In some cases, a pair or group of indicators can be shown to be clearly correlated with inter-authority variations in expenditure. In such cases, the size of the allowance made for each indicator may be derived mathematically from the relationship between past expenditure and the indicators. For instance, the GAE for primary school teaching staff, which is mainly based on pupil numbers, also has a factor which takes account of the higher ratio of staff to pupils in rural areas.
For the 2022-23 calculations, all such dual indicators have been tested against the latest available expenditure data from the 2019-20 Local Financial Returns that the Scottish Government collects from local authorities.
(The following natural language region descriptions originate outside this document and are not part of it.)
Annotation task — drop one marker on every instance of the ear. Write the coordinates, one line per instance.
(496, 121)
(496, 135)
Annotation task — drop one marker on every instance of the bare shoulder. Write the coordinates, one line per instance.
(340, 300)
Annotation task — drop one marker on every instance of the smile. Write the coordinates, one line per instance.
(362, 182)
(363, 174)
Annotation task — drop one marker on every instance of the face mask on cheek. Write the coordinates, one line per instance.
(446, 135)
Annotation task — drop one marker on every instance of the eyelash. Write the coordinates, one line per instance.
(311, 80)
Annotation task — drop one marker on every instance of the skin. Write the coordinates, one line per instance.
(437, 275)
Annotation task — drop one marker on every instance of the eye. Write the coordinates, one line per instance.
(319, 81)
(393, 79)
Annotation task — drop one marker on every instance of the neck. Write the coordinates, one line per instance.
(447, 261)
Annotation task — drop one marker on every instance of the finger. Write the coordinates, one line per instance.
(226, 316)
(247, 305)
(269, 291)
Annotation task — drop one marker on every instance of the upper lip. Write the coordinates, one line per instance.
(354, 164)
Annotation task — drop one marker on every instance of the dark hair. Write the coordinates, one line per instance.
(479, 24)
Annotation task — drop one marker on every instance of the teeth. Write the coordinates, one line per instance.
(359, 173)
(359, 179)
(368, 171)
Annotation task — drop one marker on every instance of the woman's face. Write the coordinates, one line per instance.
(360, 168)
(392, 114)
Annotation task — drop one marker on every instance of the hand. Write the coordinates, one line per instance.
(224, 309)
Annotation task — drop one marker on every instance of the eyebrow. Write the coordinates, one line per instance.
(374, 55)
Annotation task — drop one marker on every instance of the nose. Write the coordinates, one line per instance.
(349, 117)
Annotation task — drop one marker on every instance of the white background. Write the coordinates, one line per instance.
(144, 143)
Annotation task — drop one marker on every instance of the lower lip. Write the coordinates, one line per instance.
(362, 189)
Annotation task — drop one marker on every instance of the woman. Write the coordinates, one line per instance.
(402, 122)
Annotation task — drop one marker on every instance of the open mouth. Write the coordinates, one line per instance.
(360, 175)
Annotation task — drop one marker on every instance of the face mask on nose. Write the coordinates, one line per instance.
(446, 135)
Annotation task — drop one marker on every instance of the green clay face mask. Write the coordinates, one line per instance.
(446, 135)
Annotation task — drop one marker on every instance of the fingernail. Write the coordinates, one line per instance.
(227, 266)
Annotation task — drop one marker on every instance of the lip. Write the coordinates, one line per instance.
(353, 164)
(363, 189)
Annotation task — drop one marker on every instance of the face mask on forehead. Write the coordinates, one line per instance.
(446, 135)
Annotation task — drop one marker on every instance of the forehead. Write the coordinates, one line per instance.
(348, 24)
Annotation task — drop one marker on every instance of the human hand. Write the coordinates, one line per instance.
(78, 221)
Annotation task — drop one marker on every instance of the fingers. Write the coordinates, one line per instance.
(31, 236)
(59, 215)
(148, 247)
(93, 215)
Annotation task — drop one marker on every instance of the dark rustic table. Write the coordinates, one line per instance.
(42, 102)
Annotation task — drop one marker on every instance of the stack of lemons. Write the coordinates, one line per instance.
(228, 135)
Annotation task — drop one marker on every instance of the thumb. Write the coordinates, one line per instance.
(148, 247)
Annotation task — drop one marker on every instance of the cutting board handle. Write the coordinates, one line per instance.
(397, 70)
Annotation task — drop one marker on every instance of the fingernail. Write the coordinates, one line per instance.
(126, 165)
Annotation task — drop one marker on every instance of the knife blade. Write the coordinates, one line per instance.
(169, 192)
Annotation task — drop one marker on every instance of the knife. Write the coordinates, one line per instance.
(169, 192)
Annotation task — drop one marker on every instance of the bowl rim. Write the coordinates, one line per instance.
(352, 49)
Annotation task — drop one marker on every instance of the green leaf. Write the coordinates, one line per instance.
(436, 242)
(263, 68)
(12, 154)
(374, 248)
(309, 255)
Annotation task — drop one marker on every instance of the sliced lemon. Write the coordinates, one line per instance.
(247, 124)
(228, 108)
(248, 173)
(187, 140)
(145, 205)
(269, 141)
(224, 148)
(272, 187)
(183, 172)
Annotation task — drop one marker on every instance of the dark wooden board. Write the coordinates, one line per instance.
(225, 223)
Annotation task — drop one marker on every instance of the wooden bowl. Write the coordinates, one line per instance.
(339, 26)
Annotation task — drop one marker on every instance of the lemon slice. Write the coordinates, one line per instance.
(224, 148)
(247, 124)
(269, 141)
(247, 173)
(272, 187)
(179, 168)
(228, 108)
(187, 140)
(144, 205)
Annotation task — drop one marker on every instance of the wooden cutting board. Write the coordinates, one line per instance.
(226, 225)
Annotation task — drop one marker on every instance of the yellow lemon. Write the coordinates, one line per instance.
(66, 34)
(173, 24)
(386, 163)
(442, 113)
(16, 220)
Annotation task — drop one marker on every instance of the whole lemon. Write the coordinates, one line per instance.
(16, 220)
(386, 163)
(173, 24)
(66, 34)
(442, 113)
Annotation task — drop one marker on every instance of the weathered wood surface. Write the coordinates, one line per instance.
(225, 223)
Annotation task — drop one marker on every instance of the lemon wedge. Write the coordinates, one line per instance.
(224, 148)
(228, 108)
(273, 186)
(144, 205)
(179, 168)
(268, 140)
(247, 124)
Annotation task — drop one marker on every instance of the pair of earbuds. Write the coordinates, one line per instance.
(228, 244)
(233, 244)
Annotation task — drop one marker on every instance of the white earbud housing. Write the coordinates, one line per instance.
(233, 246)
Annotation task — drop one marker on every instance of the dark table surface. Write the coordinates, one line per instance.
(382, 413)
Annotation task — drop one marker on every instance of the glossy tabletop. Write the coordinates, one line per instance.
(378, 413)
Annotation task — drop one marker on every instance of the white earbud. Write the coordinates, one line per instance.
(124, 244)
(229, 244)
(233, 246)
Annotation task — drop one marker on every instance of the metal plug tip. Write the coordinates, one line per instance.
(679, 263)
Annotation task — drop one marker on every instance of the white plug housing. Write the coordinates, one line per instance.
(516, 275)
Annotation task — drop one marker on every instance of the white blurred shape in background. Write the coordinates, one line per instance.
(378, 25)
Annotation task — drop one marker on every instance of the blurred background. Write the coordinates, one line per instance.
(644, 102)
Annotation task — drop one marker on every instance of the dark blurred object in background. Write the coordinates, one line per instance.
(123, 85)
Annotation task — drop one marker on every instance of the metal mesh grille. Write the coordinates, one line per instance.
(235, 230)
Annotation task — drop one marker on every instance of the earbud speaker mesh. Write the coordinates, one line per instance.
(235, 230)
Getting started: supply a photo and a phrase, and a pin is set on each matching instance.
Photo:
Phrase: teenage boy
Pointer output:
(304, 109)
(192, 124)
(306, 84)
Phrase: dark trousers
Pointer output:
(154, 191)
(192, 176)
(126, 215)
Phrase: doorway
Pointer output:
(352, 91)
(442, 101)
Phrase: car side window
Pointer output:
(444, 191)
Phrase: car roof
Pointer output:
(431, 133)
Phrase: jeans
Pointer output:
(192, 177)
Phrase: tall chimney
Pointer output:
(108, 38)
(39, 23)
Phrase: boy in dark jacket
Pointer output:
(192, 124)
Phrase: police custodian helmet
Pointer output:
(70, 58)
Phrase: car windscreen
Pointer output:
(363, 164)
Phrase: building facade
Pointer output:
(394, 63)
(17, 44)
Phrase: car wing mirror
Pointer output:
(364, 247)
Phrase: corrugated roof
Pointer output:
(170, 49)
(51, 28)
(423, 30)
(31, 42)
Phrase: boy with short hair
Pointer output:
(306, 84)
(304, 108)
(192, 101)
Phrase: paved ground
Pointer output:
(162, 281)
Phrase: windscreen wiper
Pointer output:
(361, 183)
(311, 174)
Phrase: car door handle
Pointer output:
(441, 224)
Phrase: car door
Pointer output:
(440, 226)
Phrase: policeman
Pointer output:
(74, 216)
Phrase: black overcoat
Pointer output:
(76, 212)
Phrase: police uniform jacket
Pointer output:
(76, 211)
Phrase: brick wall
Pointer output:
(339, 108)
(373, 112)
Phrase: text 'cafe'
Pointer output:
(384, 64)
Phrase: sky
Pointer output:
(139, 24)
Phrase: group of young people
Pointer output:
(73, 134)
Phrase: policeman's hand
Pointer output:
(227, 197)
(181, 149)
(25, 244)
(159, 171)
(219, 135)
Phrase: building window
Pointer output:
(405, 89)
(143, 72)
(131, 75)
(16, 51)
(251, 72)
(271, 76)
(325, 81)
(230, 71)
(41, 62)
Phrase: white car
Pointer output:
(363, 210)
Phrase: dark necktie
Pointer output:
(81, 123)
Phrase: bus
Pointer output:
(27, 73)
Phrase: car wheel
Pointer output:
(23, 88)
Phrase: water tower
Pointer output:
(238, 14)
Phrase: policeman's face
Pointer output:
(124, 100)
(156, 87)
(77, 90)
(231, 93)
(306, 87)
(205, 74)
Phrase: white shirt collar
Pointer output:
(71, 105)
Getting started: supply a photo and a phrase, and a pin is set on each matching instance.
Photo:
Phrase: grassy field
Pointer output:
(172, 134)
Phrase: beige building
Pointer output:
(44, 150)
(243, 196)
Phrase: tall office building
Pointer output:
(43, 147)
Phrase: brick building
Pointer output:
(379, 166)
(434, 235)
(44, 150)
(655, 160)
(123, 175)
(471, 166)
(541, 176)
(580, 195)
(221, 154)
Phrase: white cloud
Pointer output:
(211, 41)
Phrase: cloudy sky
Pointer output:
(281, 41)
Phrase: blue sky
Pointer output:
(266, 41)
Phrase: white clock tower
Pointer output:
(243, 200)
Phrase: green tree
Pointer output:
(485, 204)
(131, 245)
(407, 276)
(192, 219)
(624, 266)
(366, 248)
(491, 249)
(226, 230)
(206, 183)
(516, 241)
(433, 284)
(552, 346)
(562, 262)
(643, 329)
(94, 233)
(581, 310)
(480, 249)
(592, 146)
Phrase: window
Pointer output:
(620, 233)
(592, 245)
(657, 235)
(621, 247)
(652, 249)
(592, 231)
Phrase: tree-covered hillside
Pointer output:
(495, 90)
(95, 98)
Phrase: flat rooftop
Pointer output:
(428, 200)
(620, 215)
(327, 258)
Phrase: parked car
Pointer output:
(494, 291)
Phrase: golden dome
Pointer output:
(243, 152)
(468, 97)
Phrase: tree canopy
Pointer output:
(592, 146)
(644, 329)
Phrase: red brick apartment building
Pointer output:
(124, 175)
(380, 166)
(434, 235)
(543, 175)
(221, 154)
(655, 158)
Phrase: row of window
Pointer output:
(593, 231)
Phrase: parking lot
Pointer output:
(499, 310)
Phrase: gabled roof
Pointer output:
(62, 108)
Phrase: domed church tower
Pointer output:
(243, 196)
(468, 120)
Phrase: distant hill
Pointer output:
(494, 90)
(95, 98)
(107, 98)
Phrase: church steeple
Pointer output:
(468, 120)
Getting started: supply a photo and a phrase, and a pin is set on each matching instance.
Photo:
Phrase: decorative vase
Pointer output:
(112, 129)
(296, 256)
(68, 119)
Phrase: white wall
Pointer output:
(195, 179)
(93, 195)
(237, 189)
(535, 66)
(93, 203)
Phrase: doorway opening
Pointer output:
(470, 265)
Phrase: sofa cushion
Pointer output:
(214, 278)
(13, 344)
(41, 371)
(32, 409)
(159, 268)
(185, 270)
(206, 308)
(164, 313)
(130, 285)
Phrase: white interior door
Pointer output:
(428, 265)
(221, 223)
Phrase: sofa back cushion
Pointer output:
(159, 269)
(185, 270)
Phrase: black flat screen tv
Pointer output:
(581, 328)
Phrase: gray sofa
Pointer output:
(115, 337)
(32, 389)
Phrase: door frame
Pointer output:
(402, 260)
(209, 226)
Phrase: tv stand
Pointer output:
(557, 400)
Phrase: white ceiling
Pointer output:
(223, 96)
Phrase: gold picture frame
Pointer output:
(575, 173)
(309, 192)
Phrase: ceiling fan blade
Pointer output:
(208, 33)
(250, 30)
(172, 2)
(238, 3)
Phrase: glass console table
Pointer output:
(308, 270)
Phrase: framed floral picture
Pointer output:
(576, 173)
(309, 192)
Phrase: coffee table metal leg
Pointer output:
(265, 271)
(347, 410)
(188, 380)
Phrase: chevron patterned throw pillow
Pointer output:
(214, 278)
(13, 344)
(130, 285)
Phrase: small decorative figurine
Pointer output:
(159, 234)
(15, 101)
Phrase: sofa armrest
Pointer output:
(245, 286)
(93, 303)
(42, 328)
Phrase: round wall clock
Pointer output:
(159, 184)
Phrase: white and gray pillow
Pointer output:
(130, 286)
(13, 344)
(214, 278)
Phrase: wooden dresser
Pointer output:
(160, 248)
The test is a simple linear regression to measure the relationship between both indicators and expenditure per head. The regression coefficients calculated are used to determine the weights applied to the two indicators. For all such calculated indicators, the data are re-priced in order to update them from the year of analysis of past expenditure to the year for which GAE is being estimated. Finally, in the interests of stability, they are averaged with the weights used in the previous settlement (2021-22).
Composite indicators are single indicator expressions which encompass a number of factors, each considered to be plausibly associated with inter-authority variation in expenditure, and are often used to include a more complex mix of factors.
The total support from GAE, FRFGs, redeterminations (excluding any new lines in 2022-23) and SINA, for each local authority, are used to distribute any additional changes in funding resulting from subsequent Spending Reviews.
The client group approach used is well established, and much of the methodology is unchanged between settlements. A full description of the Client Group Approach is provided in Finance Circular 11/1992. This methodology has however been adjusted, so that both indicators in the dual indicator method are tested for significance (see section 2.2 of the 2020-21 Green Book).